Telling a Story

    It's always an adventure, telling a story. You have the picture of it in your mind, you can see the characters just as they are, not just their looks or actions, but the distinct traits and emotions that fuel their actions. You can see the house where they live, whether it be rugged or ramshackle or ostentatious. You see the characters and how they live. Russell lives on one side of the park and Nancy on the other, and perhaps Nancy has lace curtains, so when Russell stands out below her window, he can see her moving before she peeks out and sees him. And he sees something of her, and the audience sees something through his eyes, something the writer already knows, because they would be intimately acquainted with those characters.

    People don't really write of what they don't know, or that's not how they start off. You have to find something of value, something that the audience will find valuable, and you have to be familiar with it. There has to be a genuine aspect to your introduction of character and setting and plot. There must be adequate description, but also a mystery. And the mystery must be honestly set out, so you know that you will discover the hidden bits and quirks and secrets of the characters, because nobody wants a character that is set forth as who he will be, you want to know where they stand at the beginning, not at the end, and if it starts at the end, then the mystery part is all the more important.

    Stories should be journeys.
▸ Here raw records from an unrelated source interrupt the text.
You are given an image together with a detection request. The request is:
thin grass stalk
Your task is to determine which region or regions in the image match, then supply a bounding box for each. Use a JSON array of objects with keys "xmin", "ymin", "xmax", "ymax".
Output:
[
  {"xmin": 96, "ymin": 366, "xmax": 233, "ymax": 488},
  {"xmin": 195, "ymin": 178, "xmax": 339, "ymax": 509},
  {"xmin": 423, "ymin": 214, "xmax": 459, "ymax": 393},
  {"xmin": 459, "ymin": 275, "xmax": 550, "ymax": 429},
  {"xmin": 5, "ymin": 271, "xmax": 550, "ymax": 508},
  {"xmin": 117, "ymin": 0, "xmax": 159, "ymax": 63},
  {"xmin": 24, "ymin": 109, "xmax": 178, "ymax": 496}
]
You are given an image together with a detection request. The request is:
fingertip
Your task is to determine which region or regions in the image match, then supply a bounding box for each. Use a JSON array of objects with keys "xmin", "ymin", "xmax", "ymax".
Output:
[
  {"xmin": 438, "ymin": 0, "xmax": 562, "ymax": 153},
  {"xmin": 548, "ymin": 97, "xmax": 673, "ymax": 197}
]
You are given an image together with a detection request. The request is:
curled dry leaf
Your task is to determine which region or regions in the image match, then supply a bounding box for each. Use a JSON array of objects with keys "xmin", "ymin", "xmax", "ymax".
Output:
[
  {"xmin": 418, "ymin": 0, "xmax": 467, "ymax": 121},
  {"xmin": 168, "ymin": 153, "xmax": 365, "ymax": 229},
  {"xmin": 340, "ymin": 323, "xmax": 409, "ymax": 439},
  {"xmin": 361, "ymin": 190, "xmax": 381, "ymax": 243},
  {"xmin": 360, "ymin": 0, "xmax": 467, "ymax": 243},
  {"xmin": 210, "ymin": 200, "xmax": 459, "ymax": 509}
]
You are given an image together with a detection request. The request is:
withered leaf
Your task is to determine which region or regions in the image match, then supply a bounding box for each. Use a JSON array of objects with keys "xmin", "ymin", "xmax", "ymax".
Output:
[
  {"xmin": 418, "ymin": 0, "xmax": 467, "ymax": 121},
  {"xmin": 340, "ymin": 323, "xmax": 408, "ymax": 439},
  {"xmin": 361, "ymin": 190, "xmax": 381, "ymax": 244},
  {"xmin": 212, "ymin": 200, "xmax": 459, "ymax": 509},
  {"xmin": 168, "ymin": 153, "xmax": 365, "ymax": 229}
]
You should be living with the character, in the setting, during the plot. As the character breathes, you breathe, as they cry, you cry and every time it must be honest and true to what was set forth and what you discover along the way. If a character is suddenly presented in a new light, without that mystery at the beginning so the audience knew it was promised, it can be very disappointing. You are lead to believe one thing, and find yourself completely deceived. Unexpected plot twists are not unwelcome, but the audience appreciates the honesty at the beginning that you don't know what is going to happen, but here is someone you can care about.

    There must be something you can relate to about the characters. Even the villain needs something about him, if he is not redeemable, there needs to be a look into his past, something that lets the audience understand why he cannot be saved. A character created to be hated is a worthless character, unless he has a real personality, real emotions, real thoughts that follow some semblance of logic, so that while the audience hates the actual character, they appreciate his part in the plot. And a redeemable villain is better all the more, because your sympathies and emotions become attached to the story even further, because the villain has more to him that his ability to be hated.

    And the heroes can never be perfect, because people aren't perfect. Even while you read something to get away, to distract yourself from what is real, you want to read something credible. This does not do away with fantasy or science fiction. It merely means that within the guidelines of that world as introduced to the audience, the actions of characters and the tone of the setting must be consistent to that world. Within the fantastic bound of whatever realm you are transported to, credibility must still be established or the whole thing sounds like an unfinished dream that you crammed onto paper and thought, "it's not real, it doesn't need to make sense," but it does, and as long as it makes sense within the rules of the realm, it does not need to follow the rules of the real world.

    Writing is an adventure! The writer needs to believe in the story before the audience can. If they author scoffs his own work, the audience loses faith, and the story is lost. The honesty is not there and, consequently, the characters and setting and plot have no credibility and so die. Many fantastic things can happen on adventures, but they must still be "real" according to whatever rules you have set forth for that realm, for that dream, for that journey.


    Honest adventures are the best kind, because the more you believe it, the more they will.